Effective and true leadership does not seek to be served but to serve. Leadership that serves is result-oriented.
Eddie Ivan Kaweela, associate leadership coach at Solutions Africa, says a leader must learn the principles that make one rally others effectively.
This is reiterated in leadership expert, John C. Maxwell’s definition of leadership. He defines leadership as influence, nothing less, nothing more. This means ones’ ability to get people to do and think what one believes in.
Any leader given charge over others must deal with their team effectively. However, in doing this, there are challenges one is likely to face especially if their team is made up of people who are also leaders elsewhere.
Kaweela explains that some team members might be older, more accomplished, wealthier or might have attained more education than the team leader. When this is the case, there is a tendency for the team leader to be intimidated. But that should not be the case.
“Leadership is not about knowing it all but being able to bring together a team that helps one accomplish their goals. It is, therefore, important to understand that no one knows it all. Instead of competing with your team members, it is better to bring them on board and work with them.”
A leader should be confident enough to create partnerships with the people they are working with to avoid intimidation.
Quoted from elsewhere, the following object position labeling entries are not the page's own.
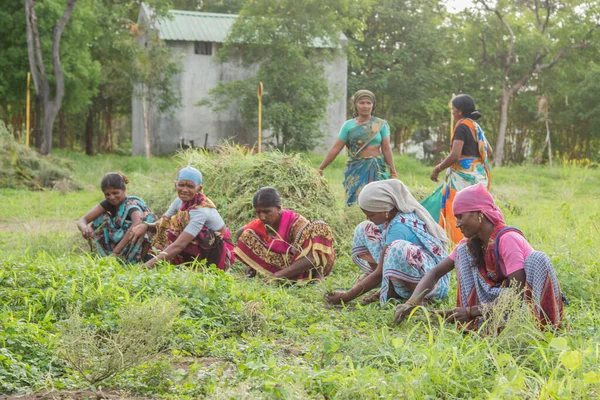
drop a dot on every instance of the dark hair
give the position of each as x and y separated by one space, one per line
466 105
115 180
475 249
266 197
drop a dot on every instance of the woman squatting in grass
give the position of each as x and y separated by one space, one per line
396 247
113 219
491 257
191 229
283 244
Julie Musoke, the deputy district executive secretary of Rotaractors says, leading Rotaractors who are volunteers and don’t owe you any explanation if they do not turn up for activities is not easy. She says in such cases, it is vital to focus on their needs and growth.
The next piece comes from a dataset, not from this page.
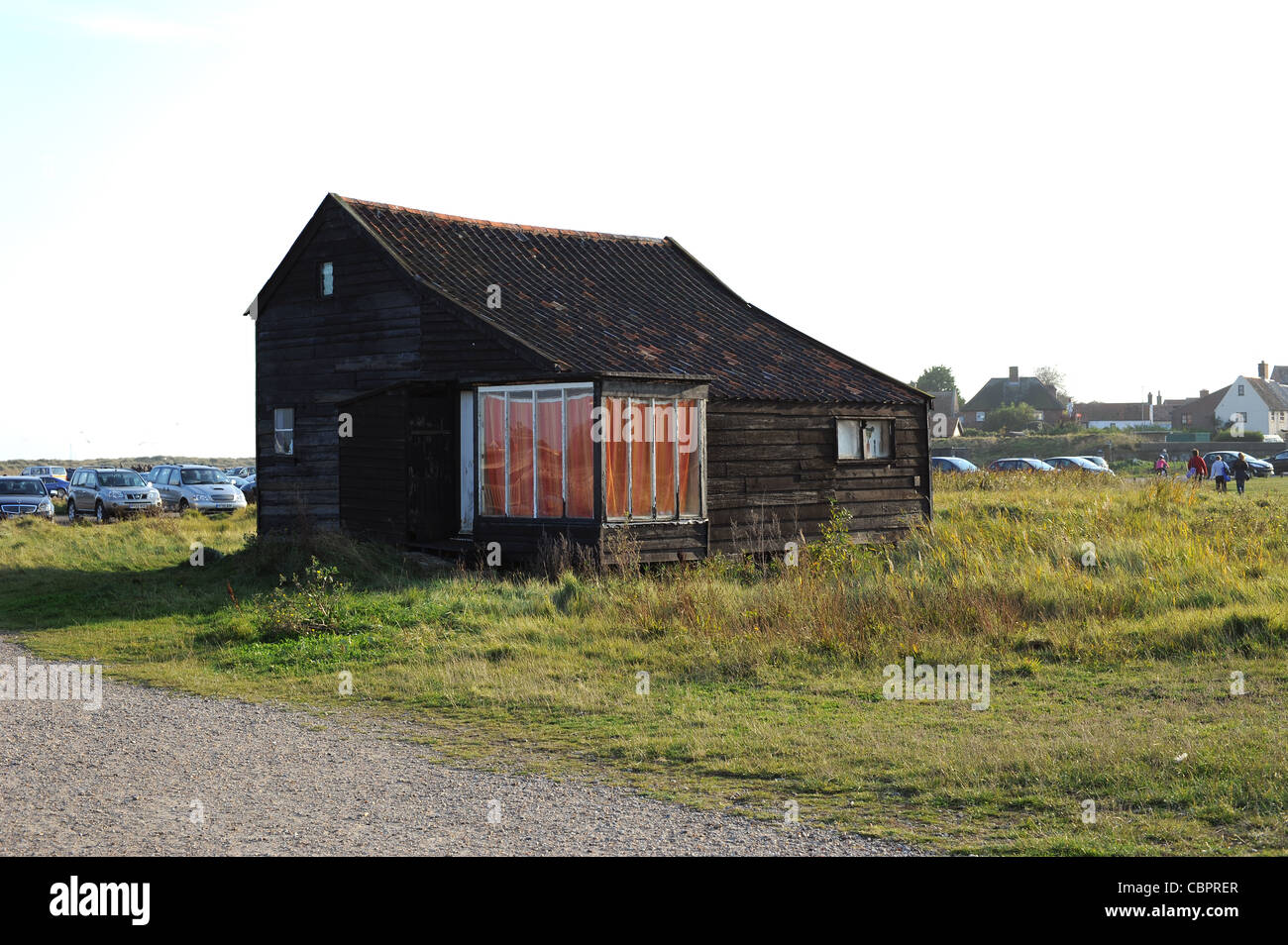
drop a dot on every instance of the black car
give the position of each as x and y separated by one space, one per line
952 464
25 496
1279 461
Leaders don’t want to be led
Leaders tend to assume everyone else is not qualified enough. Kaweela advises that in such situations it is very tempting to want to show the other people your superiority but the best way to deal with this is not fight back but encourage dialogue to find a way forward.
Before you dismiss critique from your team members about your leadership style, evaluate yourself instead of going on the defensive.
“There is a saying that, ‘the higher the monkey climbs, the more it exposes its bottom’. Meaning that once you are in a leadership position, it’s easy for others to see your short comings and flaws.” Kaweela says.
To ease your tenure as a team player, there are a few tenets to live by.
Ambrose Byamugisha, the managing director of Ambrosoli Consult Uganda Limited says because of their influence, the onus is on leaders to set the pace at a workplace. The best way to do this is by sharing a clear vision and plan.
People feel safer when they know what your plans are. Sharing plans makes the team feel included. Kaweela stresses that spelling out where you want your people to go in a specified period of time will determine whether the team will fight you or join you.
Leadership demands courage. Leaders ought to be able to stand difficult conversations and face problems and resistance that might arise.
“Confidence is good but too much of it creates arrogance. Kaweela warns.
Mr Byamugisha says a leader must learn to delegate duties, whether directly or indirectly.
As a leader, you must deploy effectively. Do not let anyone stay on your team if they are not doing anything. They must be doing something at any one time.
Understand each one’s strength and deploy them accordingly. They always want to show that they are capable of something, so make them feel useful.
When people know what, how and when to do their duties, there is very little room left to argue with you.
There should be clarity on who to report to or incorporate within the work chain. There should also be clarity on workplace culture.
“Establish a working style, principles and values that determine the culture that drives the organisation’s behaviour and activities,” Byamugisha says. Without structures or processes, it is difficult to instill discipline.